The plaintiff, the Chicago Title & Trust Company, as successor trustee to the Cody Trust Company, filed a complaint in the superior court of Cook county against the Chief Wash Company (hereinafter designated defendant) and others, to foreclose a bond issue. Defendant answered and also filed a counterclaim seeking the removal of the successor trustee and demages against it on account of an alleged wrongful institution of the foreclosure suit. Subsequently, the First National Bank of Ottawa and others (hereinafter referred to as intervening petitioners), claiming to be the holders of all the unpaid bonds and coupons, conformably to leave granted, filed their joint petition by which they sought the removal of plaintiff as trustee, the appointment by the court of a successor, and an accounting. Plaintiff interposed answers to both the counterclaim of defendant and the intervening petition of the bondholders. The issues raised by the intervening petition and answer were tried before the chancellor, who rendered a decree on June 5, 1936, removing plaintiff as trustee and appointing a successor to whom plaintiff was directed to account and to surrender the trust property. We note that the issues made by the complaint and the counterclaim and the answers thereto were not set for hearing and remain undecided. By a petition filed on June 26, 1936, plaintiff set forth the suggestion of the court that it might resign the trusteeship, expressed its willingness so to do, and accordingly prayed that the decree of removal of June 5 be vacated and that it be permitted to resign as trustee. This petition was denied on July 8, and on July 15 plaintiff filed a second petition which again expressed its willingness to resign the trusteeship, renewed its request to resign, and asked reconsideration of the order of July 8 and the vacation of the decree.

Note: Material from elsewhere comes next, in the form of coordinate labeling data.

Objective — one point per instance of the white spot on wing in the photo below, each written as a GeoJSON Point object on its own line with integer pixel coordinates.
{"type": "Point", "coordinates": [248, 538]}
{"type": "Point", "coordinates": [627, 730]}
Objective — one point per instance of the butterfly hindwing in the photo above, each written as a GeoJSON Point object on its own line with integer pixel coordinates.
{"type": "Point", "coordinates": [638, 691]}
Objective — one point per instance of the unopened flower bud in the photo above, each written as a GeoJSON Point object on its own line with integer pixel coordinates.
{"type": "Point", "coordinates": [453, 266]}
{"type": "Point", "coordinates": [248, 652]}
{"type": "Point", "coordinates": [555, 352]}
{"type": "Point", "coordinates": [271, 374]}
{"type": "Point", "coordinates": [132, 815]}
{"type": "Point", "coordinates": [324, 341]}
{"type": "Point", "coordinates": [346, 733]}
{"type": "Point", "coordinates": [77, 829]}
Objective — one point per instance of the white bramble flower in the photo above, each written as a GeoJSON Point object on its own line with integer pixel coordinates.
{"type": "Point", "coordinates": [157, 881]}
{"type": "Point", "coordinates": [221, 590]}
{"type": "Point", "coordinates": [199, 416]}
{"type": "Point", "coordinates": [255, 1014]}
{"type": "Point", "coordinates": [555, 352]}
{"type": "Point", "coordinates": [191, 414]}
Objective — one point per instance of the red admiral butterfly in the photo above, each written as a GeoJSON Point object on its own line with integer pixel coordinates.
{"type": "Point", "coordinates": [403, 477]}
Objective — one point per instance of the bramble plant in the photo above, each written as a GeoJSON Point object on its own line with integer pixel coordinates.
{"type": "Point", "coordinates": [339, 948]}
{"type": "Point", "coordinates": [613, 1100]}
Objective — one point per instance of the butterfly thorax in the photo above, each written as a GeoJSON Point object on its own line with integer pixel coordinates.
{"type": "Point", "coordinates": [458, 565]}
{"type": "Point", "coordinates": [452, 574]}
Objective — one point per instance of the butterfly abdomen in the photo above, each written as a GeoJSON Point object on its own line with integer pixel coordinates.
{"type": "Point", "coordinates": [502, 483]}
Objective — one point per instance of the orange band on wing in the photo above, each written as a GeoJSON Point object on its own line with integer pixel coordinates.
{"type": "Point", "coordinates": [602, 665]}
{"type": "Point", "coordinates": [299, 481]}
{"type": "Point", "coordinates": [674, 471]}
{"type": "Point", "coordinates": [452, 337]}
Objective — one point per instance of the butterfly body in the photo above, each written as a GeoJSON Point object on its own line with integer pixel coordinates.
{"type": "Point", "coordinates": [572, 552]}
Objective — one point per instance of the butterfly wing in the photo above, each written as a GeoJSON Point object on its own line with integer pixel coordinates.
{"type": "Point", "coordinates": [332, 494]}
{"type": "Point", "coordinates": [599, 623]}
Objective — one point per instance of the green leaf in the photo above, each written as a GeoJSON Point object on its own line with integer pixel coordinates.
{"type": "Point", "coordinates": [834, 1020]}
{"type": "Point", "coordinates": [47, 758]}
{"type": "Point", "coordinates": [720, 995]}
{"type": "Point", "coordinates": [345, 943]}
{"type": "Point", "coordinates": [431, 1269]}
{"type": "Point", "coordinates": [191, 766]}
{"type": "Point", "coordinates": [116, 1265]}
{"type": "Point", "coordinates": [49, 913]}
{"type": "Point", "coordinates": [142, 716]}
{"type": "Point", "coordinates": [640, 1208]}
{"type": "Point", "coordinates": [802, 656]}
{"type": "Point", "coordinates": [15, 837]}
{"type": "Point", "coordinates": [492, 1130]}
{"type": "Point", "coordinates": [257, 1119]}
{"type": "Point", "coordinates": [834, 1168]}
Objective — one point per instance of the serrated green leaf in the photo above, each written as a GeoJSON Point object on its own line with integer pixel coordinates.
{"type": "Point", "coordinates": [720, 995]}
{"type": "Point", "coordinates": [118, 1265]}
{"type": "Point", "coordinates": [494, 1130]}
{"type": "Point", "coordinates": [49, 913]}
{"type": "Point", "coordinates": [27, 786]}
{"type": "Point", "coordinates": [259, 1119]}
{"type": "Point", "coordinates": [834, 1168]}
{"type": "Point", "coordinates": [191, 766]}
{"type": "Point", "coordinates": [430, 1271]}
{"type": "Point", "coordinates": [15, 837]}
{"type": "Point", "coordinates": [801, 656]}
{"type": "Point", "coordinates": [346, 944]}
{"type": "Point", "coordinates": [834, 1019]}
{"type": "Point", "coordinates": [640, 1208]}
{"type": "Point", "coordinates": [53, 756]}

The second petition was denied on July 17, 1936. Seeking a reversal of the order of July 17, and also of the decree of June 5, 1936, plaintiff prosecuted an appeal to the Appellate Court for the First District. The appeal resulted in an affirmance. Chicago Title & Trust Co. v. Chief Wash Co., 291 Ill.App. 275, 9 N.E.2d 475. Plaintiff's petition for leave to appeal to this court has been granted and the record is before us for further review.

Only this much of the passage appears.